Wednesday, May 16, 2018

Here and There Birding

Sometimes you just have to eek out the birding where you can. With everything else going on this past weekend, I did not have specific birding opportunities. My eBird checklists were embarrassingly "Incidental." The 10 month-old certainly has the right sleeping habits for birding--down by 6:30pm and up at 5:30am, but his needing a first nap by 8:30, plus still being rather demanding of attention, limits how far I can take him afield. Some kids are happy for hours in the stroller or hiking pack. He is not one of them; there's too much to taste out there.

Lately I have been taking BB Jr. to Granada Park, a decent sized urban park with a couple duck ponds, some transplant pine trees, and desert scrub. It's served as a stop-off spot before for winterfowl, notably during a 5-MR challenge a couple years back. Having recently become very opinionated about small city parks, I now choose it as our family park of choice because of its comparative birding potential and water fountains that don't smell like pee.
BB Jr. likes it too but he's pretty easy to please if he can get down and move around.

  (He got un-stuck eventually)

There's an old mesquite tree near the playground/sandbox area, and last Saturday it was quite the little hot spot for migrants. The blooming mesquite attracted bees and many other insects, which in turn attracted Yellow, Black-throated Gray, Townsend's, Wilson's, and Hermit Warblers, plus the usual residents and the largest Warbling Vireo I have ever seen. Returning the next morning with my crusher, I was disappointed to observe almost no activity in the same spot--such is the caprice of migration I suppose. 
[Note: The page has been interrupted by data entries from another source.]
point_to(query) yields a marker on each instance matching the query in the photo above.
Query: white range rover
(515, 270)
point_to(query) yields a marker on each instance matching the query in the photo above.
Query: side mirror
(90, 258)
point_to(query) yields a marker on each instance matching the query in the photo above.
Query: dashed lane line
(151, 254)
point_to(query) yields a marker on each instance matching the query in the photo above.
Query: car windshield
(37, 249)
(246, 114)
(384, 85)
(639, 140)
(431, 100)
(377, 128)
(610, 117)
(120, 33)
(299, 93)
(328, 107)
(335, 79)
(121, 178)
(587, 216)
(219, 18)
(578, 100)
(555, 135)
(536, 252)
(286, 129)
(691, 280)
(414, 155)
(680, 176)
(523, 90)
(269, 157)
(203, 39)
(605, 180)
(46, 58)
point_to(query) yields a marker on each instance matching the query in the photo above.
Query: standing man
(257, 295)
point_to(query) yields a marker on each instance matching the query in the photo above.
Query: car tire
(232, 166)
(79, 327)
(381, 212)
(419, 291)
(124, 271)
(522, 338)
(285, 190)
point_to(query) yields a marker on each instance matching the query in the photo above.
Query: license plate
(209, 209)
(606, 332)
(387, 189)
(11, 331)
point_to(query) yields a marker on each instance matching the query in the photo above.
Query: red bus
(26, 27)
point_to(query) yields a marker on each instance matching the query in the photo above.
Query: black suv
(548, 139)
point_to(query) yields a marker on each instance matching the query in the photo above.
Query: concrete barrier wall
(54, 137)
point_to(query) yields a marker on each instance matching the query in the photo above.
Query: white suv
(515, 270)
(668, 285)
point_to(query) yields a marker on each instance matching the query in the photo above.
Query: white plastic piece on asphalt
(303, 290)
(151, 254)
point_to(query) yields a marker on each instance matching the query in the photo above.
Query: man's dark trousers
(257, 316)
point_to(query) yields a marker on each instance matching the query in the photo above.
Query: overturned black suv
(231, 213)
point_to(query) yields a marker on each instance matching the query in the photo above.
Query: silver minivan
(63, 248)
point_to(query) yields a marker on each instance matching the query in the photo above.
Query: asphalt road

Image result for granada park playground
Photo courtesy of Playmapped.blogspot.com

However, B's Bs is made of sterner stuff and does not give in to despair, at least not for like 15 minutes or so of sustained adversity. Granada Park is also one of the best places to see Rosy-faced Lovebirds...as I have often relayed to out-of-town emailers getting in touch with amusing nervousness about when and where they'll be able to see these birds. They nest in the palms at Granada in large family groups, and they will also forage in lower bushes, sometimes even on the ground.


This was the first time I had seen them feeding in/on the fuzzy white creosote seed capsules. Tough birds eating a tough plant...there is great continuity here (though purists may point out that creosote is a hearty native and Lovebirds are a hearty invasive). Presumably the Lovebirds do the creosote a solid by way of pollination and seed distribution, and the creosote does the Lovebirds a solid by being eaten by them. This would seem a less one-sided relationship than that of gators and Egret chicks. Most of the carnage I see at Granada Park has to do with some dog-walker's poop-scooping glove malfunctioning (not pictured).


Sunday afternoon we celebrated a tri-generational Mother's Day, which was well and good, especially because perfectly cooked beef tenderloin was involved and the sides I contributed didn't suck.
Also cool was finding a Cactus Wren chick, recently out of the nest but not yet fully fledged. It was skulking and scurrying along the planters while parents supervised. They all blew a gasket when I approached the bird of course, but after I got to live out my 'bird-in-the-hand' field biologist fantasy all was quickly restored.


I will be finishing out my last week of work and its aftermath through this weekend, finishing out a 7-year tour of duty in AZ education. Although there is plenty yet to do for the move, there will be more than incidental birding in the couple weeks to follow. There must be, or I shall explode.